Monday, May 19, 2008

Lacey Run.

There is something about pillows that make me feel comforted like an old lover holding you in your vacancy. I stack them up high around me like a mound.

In the comfort I can feel the drip and I know there is no way to sleep, not in this paranoia. I pound back two tall boys and a bowl and watch my hands slowly caress the pillows...I know I can sleep...now.

The table keeps echoing the same vibrations from Brady's relentless power struggle.

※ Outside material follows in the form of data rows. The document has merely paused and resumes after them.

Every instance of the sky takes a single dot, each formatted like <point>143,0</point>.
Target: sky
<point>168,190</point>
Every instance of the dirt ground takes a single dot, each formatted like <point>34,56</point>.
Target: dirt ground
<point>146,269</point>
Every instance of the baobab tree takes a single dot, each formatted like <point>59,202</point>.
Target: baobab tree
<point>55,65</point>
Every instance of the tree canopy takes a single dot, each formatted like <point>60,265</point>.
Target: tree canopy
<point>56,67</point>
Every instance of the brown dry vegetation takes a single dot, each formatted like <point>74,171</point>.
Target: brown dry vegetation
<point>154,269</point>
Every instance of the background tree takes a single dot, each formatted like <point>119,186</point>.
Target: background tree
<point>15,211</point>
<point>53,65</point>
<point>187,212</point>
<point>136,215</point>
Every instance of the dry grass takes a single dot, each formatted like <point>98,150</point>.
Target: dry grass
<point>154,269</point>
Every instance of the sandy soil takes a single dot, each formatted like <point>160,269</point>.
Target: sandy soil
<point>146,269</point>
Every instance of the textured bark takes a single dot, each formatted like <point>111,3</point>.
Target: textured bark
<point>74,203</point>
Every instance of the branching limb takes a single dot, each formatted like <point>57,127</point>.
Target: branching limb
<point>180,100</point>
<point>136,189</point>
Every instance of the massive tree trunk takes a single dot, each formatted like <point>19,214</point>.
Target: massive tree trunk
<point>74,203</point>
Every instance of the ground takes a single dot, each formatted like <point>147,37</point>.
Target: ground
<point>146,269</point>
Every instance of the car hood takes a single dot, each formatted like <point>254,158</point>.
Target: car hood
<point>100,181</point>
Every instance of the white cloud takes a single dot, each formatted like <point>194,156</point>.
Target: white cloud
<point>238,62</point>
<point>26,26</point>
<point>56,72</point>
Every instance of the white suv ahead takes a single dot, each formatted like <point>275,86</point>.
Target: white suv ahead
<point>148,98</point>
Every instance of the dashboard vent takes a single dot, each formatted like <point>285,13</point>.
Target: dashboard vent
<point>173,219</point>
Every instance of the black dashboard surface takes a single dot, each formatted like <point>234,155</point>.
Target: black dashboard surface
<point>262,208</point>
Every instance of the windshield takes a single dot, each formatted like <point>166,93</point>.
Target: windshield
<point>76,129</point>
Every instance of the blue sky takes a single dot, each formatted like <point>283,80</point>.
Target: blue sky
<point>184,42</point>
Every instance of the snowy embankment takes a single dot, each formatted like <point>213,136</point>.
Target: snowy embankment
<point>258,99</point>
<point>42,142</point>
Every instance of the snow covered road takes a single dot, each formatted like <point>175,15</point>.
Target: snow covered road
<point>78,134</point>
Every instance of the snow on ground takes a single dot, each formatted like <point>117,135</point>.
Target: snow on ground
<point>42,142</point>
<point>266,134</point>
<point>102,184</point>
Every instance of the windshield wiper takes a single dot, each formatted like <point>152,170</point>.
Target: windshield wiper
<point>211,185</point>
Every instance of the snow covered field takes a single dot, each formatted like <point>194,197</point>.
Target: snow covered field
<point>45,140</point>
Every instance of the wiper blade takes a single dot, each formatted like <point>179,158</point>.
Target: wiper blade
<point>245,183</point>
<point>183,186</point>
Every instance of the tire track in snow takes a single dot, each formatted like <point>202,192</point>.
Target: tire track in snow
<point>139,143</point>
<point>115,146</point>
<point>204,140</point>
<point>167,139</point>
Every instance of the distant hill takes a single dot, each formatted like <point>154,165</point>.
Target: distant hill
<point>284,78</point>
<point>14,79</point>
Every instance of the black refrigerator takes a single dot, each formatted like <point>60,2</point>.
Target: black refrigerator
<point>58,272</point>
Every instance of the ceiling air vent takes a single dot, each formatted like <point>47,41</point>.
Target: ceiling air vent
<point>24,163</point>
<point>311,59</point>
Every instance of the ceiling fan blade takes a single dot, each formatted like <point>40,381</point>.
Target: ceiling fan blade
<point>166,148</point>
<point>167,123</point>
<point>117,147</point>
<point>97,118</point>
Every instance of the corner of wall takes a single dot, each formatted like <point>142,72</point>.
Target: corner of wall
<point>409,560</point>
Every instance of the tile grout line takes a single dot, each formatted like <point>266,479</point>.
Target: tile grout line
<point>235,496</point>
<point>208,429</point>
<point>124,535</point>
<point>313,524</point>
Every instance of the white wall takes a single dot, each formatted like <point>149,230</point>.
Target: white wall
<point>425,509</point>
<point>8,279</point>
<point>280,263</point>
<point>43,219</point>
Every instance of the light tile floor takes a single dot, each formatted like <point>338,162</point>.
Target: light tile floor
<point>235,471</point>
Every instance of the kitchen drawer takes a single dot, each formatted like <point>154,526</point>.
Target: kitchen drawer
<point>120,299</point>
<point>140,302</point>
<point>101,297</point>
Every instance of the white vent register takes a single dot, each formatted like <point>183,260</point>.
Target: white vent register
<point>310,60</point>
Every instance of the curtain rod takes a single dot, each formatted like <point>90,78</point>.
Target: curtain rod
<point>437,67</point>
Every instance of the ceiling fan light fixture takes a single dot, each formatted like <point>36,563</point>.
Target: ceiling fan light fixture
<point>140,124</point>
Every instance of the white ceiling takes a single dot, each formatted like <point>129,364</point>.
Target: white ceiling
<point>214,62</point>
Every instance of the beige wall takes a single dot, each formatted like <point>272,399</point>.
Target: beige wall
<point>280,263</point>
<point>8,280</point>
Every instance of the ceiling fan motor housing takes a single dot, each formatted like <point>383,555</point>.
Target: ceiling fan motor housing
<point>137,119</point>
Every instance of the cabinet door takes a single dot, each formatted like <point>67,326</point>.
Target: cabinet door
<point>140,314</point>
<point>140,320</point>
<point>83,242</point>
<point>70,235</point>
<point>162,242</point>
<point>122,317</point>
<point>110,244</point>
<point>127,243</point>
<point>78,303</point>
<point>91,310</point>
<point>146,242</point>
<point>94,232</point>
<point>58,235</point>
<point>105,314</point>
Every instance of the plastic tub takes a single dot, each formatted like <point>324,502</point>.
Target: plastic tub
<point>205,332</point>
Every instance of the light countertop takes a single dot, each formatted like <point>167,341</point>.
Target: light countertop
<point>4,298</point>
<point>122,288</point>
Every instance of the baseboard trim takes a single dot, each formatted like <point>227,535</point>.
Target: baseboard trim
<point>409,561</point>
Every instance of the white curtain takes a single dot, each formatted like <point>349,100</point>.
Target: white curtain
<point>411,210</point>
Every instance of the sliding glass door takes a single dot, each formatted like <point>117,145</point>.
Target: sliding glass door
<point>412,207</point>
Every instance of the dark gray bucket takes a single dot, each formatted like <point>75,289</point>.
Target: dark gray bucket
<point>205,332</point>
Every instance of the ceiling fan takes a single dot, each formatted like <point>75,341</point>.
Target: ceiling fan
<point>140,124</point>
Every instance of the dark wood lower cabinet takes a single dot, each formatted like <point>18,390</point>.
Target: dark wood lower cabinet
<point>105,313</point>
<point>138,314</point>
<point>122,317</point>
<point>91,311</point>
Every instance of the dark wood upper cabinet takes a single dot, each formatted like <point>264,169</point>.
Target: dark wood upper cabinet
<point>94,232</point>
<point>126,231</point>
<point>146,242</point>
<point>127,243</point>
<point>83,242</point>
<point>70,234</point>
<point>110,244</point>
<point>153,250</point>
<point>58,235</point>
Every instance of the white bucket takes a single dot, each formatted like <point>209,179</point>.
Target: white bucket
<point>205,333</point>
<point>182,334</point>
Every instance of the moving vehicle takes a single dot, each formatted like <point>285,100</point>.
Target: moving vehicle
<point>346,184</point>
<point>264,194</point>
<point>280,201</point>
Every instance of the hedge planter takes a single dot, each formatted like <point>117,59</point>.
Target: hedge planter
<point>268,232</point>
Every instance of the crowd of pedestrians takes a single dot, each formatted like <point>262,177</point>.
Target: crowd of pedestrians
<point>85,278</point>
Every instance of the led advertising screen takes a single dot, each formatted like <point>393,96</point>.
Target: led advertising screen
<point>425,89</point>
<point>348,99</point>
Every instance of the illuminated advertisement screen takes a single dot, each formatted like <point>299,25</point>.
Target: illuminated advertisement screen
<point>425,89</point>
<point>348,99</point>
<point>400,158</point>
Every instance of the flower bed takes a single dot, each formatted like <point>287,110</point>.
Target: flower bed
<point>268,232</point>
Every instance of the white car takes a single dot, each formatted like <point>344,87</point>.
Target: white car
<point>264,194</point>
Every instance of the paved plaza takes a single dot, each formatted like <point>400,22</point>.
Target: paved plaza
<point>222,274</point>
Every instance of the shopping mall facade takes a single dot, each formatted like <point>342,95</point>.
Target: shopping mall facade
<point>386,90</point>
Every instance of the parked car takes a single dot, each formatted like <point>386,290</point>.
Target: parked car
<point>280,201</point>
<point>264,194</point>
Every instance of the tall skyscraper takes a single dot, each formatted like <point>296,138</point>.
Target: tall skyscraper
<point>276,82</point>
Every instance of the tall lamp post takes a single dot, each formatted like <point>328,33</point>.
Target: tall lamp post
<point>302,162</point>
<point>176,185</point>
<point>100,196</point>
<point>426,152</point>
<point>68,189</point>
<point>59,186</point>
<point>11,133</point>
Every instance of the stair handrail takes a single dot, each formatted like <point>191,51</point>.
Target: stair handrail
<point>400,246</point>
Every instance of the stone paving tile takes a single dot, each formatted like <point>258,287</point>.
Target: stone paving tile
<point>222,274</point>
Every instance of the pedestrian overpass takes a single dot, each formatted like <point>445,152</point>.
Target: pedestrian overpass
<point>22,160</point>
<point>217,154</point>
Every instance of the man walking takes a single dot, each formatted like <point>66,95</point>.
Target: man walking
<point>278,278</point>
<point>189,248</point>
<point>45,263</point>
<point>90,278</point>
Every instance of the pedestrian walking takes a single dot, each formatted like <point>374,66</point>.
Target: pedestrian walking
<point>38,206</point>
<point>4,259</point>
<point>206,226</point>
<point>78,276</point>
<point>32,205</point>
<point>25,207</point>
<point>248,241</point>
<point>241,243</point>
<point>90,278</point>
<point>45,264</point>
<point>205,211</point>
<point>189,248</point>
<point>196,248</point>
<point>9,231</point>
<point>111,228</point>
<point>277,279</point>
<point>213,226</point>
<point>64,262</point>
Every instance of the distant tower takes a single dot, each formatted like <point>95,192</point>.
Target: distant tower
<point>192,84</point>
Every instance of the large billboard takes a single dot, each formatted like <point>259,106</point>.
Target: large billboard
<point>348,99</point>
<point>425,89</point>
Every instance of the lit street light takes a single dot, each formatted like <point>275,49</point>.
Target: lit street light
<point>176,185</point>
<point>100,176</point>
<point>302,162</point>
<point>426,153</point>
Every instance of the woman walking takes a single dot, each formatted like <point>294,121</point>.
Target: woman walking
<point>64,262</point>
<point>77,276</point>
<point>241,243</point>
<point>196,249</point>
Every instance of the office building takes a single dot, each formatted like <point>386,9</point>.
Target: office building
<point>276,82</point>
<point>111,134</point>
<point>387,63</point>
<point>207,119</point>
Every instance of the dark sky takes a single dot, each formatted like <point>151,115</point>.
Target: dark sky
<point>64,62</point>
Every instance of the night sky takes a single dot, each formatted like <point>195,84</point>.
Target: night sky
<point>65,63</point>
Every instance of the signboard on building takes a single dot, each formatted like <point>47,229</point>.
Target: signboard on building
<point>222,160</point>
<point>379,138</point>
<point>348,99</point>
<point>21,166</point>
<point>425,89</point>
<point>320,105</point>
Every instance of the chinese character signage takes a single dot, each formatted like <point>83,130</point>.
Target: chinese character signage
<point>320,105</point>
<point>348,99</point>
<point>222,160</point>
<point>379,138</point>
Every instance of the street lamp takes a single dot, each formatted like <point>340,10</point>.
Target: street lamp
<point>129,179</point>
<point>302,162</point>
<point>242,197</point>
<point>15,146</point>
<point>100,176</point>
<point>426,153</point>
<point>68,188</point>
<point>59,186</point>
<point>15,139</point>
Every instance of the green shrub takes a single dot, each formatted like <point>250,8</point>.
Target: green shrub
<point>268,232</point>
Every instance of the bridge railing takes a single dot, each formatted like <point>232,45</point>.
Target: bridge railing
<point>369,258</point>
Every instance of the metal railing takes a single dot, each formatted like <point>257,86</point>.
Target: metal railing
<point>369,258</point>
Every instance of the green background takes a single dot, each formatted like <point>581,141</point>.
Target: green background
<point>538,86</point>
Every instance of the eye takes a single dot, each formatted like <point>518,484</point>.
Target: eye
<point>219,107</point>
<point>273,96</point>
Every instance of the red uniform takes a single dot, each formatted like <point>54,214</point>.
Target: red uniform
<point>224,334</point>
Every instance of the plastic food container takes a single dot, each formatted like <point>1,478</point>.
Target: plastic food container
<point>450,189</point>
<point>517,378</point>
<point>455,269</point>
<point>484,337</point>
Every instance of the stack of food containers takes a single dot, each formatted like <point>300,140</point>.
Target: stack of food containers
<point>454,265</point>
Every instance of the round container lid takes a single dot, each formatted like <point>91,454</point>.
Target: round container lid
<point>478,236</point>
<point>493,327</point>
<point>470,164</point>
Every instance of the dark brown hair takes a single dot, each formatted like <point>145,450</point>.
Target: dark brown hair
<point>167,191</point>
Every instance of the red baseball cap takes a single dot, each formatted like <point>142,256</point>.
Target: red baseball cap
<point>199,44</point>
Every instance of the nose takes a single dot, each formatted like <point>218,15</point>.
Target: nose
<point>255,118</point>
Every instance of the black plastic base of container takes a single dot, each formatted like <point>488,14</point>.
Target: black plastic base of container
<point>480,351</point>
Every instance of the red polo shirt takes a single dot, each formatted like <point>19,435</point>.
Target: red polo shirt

Lacey get your ass over here.

I know that there are most likely three other woman receiving the same message from him a pure way of putting all your eggs in three separate baskets. I pick up my phone and start texting an ex boyfriend who I haven't seen in five years. The description of my blouse and the local of my hands entices him to create an explicit conversation.

Do I dare to keep it up?

I tell him that I want him and that I need him and that I wish he was laying besides me. Then I press send, but its not his name on the screen it's Brady. As soon as it vanishes my phone starts to vibrate.

I'm on my way! =)

"Fuck!" I scream, while running to the bathroom. I reach for the towel accidentally toppling over my perfume and smashing the glass vile. The room is now overpowering with the smell of mildly cheap cologne. I scrap my face with the wash clothe and tear off my clothes it must look like I've been sleeping for an hour or more. He'd buy that right? I'd buy that. I'd buy anything.